[Image: Ramsey Lewis, by Kagan McLeod. (Original here, at McLeod’s blog of “music-themed ink drawings” called Oooh, and I Like It.) McLeod says in the comments there that he drew this “straight to ink,” without benefit of pencil sketch; both this technique and the drawing per se, I think, parallel the experience of listening to Lewis himself.]
When we hear people refer to the 1960s, we think of upheaval: the remaking of music and politics, the overturning of what we thought we knew about family and art. But the ’60s had another side, and it’s one of the reasons why (I think) the TV show Mad Men has been such a hit: under the surface of frothing water swam small schools of fast, sleek, and, well, non-splashy fish, making their way through the culture without apparent effort…

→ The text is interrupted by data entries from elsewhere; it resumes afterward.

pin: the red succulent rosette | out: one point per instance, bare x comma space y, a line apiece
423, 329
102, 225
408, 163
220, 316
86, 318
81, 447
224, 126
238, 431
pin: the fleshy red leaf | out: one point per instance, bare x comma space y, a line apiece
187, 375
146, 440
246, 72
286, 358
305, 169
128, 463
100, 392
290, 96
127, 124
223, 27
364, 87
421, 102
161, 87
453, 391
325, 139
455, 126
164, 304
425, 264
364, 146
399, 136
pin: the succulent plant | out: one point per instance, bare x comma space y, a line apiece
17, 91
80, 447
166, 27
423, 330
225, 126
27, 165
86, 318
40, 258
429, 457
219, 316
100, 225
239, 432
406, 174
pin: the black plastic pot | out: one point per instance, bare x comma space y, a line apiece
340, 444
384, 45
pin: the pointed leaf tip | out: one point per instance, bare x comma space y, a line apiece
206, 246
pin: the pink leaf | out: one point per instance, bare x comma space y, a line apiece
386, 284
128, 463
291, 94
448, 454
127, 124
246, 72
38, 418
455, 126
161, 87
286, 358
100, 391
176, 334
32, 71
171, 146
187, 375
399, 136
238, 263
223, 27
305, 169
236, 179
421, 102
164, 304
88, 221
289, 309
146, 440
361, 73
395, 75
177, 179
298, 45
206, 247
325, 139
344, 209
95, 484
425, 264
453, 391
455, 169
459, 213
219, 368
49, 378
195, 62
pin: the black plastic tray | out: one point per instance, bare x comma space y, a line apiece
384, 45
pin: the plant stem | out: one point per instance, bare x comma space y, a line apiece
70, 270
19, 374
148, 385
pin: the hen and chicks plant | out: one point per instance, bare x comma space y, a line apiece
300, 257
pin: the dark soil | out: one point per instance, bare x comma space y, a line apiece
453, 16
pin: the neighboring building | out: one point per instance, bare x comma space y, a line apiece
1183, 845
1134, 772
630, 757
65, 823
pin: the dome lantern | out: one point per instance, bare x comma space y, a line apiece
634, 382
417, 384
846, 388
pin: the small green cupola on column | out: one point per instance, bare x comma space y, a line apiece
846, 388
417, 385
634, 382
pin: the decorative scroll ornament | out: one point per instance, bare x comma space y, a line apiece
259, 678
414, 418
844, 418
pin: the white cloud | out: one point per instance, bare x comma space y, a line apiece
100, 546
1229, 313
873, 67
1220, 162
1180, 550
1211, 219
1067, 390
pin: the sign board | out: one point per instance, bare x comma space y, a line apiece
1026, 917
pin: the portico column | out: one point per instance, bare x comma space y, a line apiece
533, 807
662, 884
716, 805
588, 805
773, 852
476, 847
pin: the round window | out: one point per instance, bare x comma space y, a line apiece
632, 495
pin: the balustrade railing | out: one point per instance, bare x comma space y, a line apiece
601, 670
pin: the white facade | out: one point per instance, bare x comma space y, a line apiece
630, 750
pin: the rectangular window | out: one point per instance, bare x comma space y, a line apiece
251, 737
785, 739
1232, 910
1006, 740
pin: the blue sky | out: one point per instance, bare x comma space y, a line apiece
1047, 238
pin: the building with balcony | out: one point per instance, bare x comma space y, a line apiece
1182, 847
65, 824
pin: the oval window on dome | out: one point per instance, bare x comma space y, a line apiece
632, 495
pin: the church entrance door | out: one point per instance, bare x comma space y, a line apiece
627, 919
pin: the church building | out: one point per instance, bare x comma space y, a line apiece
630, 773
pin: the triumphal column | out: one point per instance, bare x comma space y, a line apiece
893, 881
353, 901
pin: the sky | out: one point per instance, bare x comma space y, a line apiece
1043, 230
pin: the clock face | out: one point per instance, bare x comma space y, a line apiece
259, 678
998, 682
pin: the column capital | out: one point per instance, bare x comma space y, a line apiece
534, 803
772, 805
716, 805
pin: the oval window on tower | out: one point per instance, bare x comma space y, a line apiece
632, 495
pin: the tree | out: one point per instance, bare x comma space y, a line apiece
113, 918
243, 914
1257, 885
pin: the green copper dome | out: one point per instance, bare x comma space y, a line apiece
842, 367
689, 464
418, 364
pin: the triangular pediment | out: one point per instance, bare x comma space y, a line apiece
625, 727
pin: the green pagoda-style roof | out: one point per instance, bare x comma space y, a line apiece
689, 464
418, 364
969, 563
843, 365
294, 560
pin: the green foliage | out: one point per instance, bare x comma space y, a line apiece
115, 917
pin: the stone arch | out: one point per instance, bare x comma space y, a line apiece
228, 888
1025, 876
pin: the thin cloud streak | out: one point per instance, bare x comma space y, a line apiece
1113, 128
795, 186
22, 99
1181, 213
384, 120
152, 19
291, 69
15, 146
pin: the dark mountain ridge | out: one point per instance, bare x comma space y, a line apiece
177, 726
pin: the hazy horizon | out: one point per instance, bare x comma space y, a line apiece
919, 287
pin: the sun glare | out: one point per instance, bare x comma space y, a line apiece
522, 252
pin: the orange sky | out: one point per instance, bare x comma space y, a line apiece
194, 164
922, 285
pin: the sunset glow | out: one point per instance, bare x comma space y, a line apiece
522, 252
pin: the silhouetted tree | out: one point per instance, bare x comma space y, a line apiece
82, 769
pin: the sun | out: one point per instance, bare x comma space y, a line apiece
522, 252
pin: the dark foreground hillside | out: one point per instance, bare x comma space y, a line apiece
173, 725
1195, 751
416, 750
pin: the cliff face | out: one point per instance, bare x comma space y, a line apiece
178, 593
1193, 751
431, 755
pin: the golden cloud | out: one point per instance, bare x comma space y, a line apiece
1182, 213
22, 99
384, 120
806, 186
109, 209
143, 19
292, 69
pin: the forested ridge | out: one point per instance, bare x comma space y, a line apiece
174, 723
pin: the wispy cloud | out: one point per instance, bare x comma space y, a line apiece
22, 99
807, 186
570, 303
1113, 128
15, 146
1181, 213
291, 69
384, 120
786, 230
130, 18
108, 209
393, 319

Reportedly, it was a coffee-shop waitress who suggested that the Ramsey Lewis Trio add to their repertoire a tune called “The ‘In’ Crowd.” (It had been a recent hit for singer Dobie Gray.) The song’s chorus pretty much summed up its theme:
I’m in with the in crowd
(Do-do-do)
I go where the in crowd goes
(Do-do-do)
I’m in with the in crowd
(Do-do-do)
And I know what the in crowd knows
Lewis and his group did an instrumental take on the song while recording an album at Washington DC’s Bohemian Caverns nightclub in 1965. (None of the trio sang, really. But I understand that you can hear bassist Eldee Young vocalizing here and there as he’s transported by the music and rhythm. Can’t hear it myself, but you may be able to pick it up.) That recording, nearly six minutes long, became Lewis’s first gold record:
With the same personnel, he followed up with another pair of gold records a year later. The first covered The McCoys’ 1965 hit, “Hang On Sloopy.” The second took the spiritual classic “Wade in the Water” and turned it inside out — from an assertion of the blessings of baptism, to one of the blessings of moving through water in general: the blessings of cool:
Note: You can find another cool-jazz take on “Wade in the Water” in a whiskey river Friday post a few years ago, in a video by “Barefoot Contessa” singer-organist Rhoda Scott.